Una pellicola da immortalare nella propria mente per il bagaglio di riflessioni che lascia, sia sui temi del nazismo e dell’antisemitismo, sia sui i comportamenti di alcuni personaggi che si palesano ai 3 protagonisti attraverso comportamenti lontani, diversi da quelli che nella generalità riteniamo “consueti alla buona socializzazione”; per portare alcuni esempi: la cameriera che lavora alla locanda in cui i 3 protagonisti alloggiano, che prende le comande dai suoi clienti in modo glaciale e silenzioso, oppure gli operai che si rivolgono ai 2 ragazzi in modo piuttosto arrogante, o ancora il bambino che sgonfia una ruota dell’auto dei 3 malcapitati. E’ poi sicuramente da notare è la singola personalità che gli stessi protagonisti mostrano in tali circostanze, il loro modo di reagire a queste bizzarre situazioni, ed inoltre, a prescindere dalle “scenette” in cui si trovano, le loro attitudini di sempre: Come difatti il protagonista si trova a voler accuratamente conservare all’interno di buste di plastica ermetiche gli oggetti di una situazione che a lui sembra abbastanza importante da voler ricordare. Oppure lo strano linguaggio usato dal suo accompagnatore o la tremenda austerità del nonno, ed il suo attaccamento alla sua fedele cagnolina.
A mio parere il film gioca molto su quest’aspetto, sul rendere in primissimo piano i comportamenti assolutamente singolari di ognuno dei personaggi.
Poi il film risulta interessante anche per un altro aspetto: ovvero le riprese a lungo campo che ci mostrano questi ampissimi paesaggi di campagna, i quali, benché le scene siano state girate negli Stati Uniti, appaiono simili a quelli dell’Ucraina e ci forniscono una fedele riproduzione dell’idea che si ha generalmente di alcune zone di questa nazione: ovvero immensità e perdizione (perfino spirituale, perché no).
E da non dimenticare anche le scene girate a Odessa (inizio film).
Dunque per ricapitolare, gli elementi forti del film sono questi: La messa in risalto degli atteggiamenti dei personaggi, i panorami sia rurali che urbani, e le nozioni sull’Ucraina: la sua morfologia, la sua società proletaria, contadina, borghese; poi, sopra ogni altra cosa, i fantasmi che la guerra aveva lasciato dietro di sé, e che ancora a metà secolo di distanza terrorizzava una donna la cui vita era rimasta solcata da sanguinolenti avvenimenti.

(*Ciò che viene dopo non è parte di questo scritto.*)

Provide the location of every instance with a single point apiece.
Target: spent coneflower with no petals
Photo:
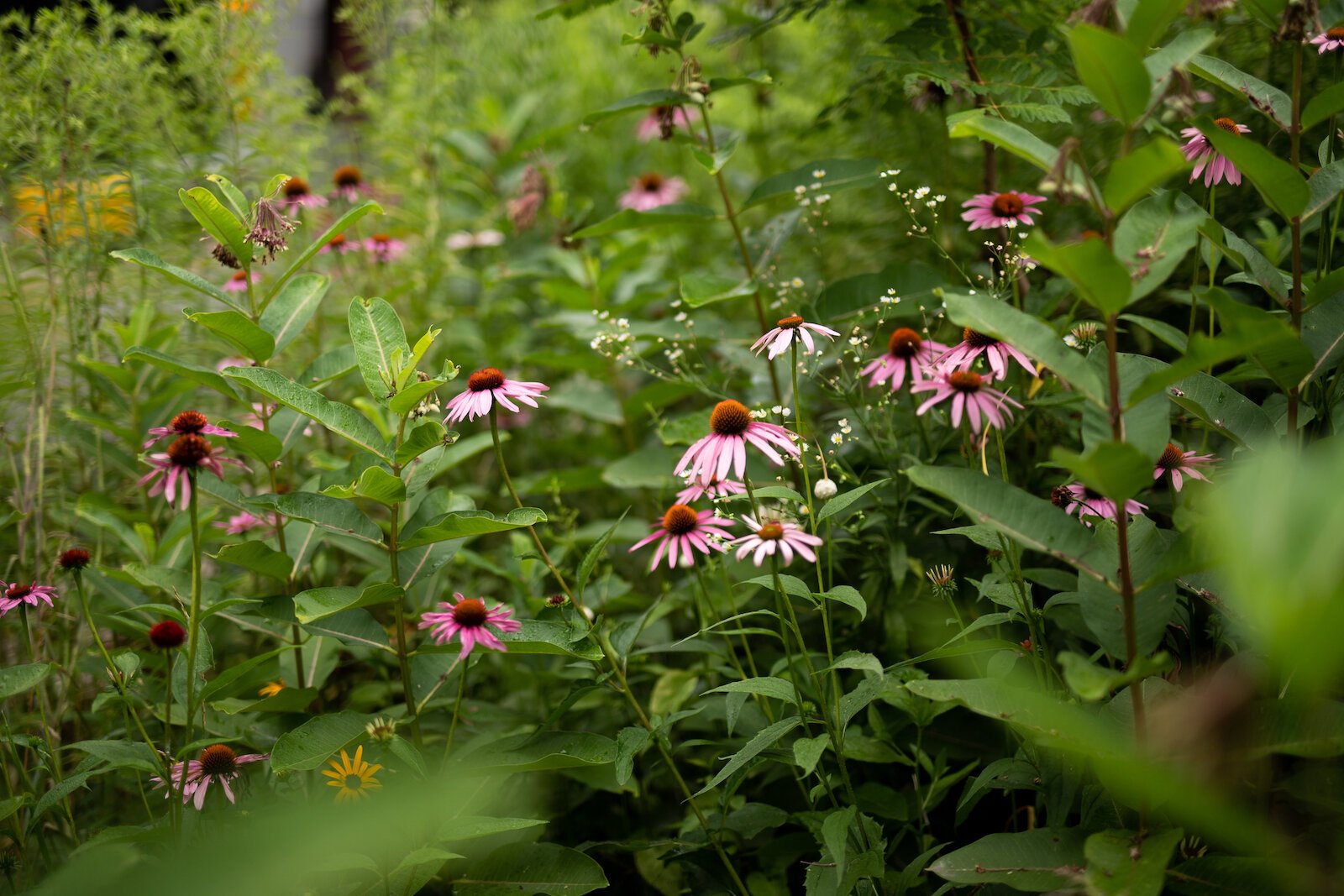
(773, 537)
(484, 389)
(15, 594)
(785, 332)
(187, 423)
(470, 622)
(652, 190)
(1182, 464)
(349, 183)
(353, 778)
(985, 211)
(984, 406)
(1079, 497)
(217, 763)
(1328, 40)
(1209, 160)
(974, 344)
(296, 194)
(174, 468)
(683, 531)
(732, 429)
(714, 488)
(907, 352)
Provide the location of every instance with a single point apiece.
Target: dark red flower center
(218, 759)
(1007, 204)
(680, 519)
(470, 613)
(188, 450)
(167, 634)
(347, 176)
(965, 380)
(978, 340)
(905, 343)
(192, 422)
(730, 418)
(1171, 457)
(484, 379)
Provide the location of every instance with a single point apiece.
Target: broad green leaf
(837, 175)
(205, 375)
(1090, 266)
(150, 259)
(374, 484)
(631, 219)
(380, 345)
(1034, 521)
(339, 226)
(843, 500)
(531, 868)
(464, 524)
(645, 100)
(15, 680)
(998, 318)
(699, 289)
(1126, 864)
(1113, 70)
(319, 604)
(257, 557)
(218, 222)
(764, 739)
(1039, 860)
(339, 418)
(293, 307)
(1283, 188)
(319, 739)
(1133, 176)
(237, 331)
(327, 512)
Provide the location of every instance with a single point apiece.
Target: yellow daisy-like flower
(353, 778)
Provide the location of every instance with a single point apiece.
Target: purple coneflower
(662, 123)
(732, 429)
(383, 248)
(175, 468)
(239, 282)
(1180, 464)
(1075, 496)
(651, 190)
(17, 594)
(484, 389)
(974, 344)
(969, 394)
(1209, 160)
(349, 183)
(297, 195)
(472, 622)
(906, 351)
(1330, 39)
(680, 530)
(788, 329)
(217, 763)
(187, 423)
(714, 488)
(773, 537)
(1000, 210)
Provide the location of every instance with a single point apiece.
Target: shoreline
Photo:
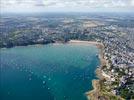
(91, 94)
(94, 93)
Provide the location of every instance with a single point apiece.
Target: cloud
(66, 4)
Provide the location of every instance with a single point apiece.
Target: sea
(48, 72)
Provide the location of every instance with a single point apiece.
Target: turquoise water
(47, 72)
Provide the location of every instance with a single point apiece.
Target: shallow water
(47, 72)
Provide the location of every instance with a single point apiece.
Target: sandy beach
(95, 93)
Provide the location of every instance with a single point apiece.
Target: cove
(47, 72)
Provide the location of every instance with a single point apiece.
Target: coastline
(95, 93)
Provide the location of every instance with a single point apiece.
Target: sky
(66, 6)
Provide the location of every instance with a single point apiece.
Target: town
(115, 31)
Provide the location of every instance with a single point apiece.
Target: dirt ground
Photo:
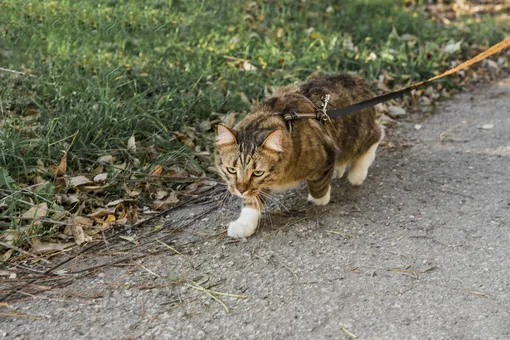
(420, 251)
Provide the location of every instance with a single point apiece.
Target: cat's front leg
(320, 188)
(248, 221)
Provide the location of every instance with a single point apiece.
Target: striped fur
(304, 150)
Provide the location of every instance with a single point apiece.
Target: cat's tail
(382, 132)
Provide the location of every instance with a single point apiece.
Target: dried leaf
(129, 239)
(161, 194)
(132, 144)
(92, 188)
(114, 203)
(43, 247)
(452, 47)
(156, 171)
(82, 220)
(162, 205)
(102, 212)
(100, 177)
(106, 159)
(247, 66)
(78, 180)
(36, 212)
(61, 169)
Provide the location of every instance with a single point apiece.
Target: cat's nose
(242, 187)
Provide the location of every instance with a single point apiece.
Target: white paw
(357, 176)
(321, 201)
(245, 225)
(339, 171)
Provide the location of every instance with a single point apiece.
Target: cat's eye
(258, 173)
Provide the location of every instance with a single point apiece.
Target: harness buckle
(322, 113)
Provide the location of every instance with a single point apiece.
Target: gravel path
(420, 251)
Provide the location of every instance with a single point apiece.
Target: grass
(106, 70)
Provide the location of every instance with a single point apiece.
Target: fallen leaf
(452, 47)
(114, 203)
(156, 171)
(248, 67)
(100, 177)
(43, 247)
(132, 144)
(36, 212)
(106, 159)
(62, 167)
(98, 170)
(82, 220)
(78, 180)
(161, 194)
(102, 212)
(165, 204)
(92, 188)
(129, 239)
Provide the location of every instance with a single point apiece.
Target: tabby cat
(263, 152)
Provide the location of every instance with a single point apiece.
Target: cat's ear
(273, 142)
(225, 136)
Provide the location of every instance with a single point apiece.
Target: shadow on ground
(419, 252)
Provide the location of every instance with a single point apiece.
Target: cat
(264, 152)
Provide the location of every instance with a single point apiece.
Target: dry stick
(93, 246)
(24, 252)
(208, 292)
(16, 315)
(17, 72)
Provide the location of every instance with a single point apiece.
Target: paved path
(428, 256)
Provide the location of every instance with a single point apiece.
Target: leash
(323, 114)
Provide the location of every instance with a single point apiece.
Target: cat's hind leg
(339, 169)
(320, 189)
(359, 169)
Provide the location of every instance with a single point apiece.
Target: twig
(16, 315)
(477, 293)
(208, 292)
(170, 247)
(339, 233)
(95, 245)
(349, 333)
(17, 72)
(150, 271)
(10, 246)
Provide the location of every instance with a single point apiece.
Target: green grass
(106, 70)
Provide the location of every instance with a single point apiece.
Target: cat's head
(249, 162)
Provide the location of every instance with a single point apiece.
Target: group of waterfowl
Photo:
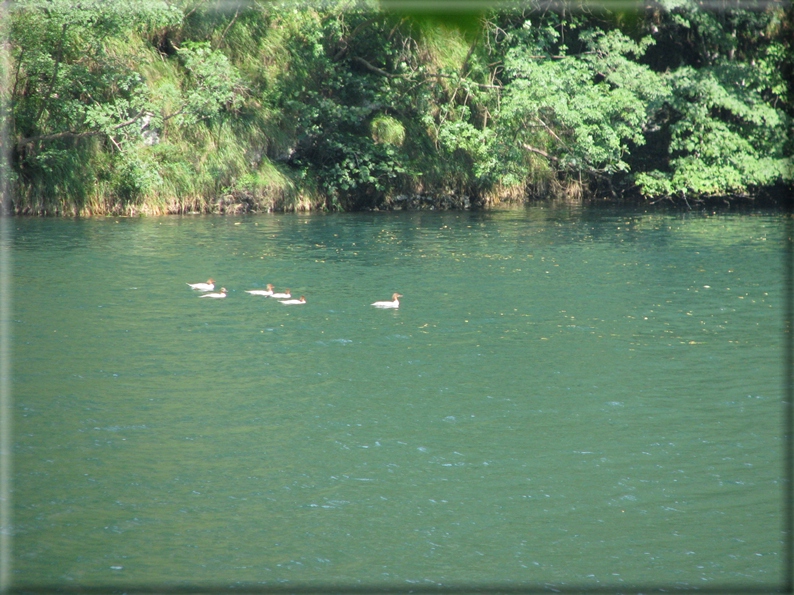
(283, 297)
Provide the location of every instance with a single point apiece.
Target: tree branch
(71, 134)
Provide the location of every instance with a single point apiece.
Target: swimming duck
(395, 303)
(208, 286)
(266, 292)
(222, 294)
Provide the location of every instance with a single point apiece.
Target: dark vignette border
(507, 588)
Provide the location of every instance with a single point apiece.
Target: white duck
(222, 294)
(208, 286)
(266, 292)
(395, 303)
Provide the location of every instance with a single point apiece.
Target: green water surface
(564, 397)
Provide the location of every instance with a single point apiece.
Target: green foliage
(725, 139)
(147, 107)
(579, 111)
(385, 129)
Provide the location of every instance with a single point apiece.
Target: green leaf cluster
(159, 106)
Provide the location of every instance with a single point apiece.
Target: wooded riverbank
(169, 107)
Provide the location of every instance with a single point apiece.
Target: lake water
(565, 397)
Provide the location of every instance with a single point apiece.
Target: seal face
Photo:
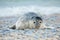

Un film le cui scene lasciano lo spettatore interdetto, incuriosito anche dai magnifici dialoghi che si tengono tra i due giovani. L’intreccio narrativo ti porta ovviamente a desiderare il seguito della storia, una storia colma di intensità drammatica e umorismo locale.
Come potrebbe una storia così non rimanere “Lungo il fianco dei nostri ricordi” (come dice Alexander sia all’inizio che alla fine del film), come potremmo non dimenticare tutte le ingiustizie che sono state commesse nei confronti del popolo ebraico, dopo che anche questo prodotto cinematografico abbia contribuito a farci ricordare.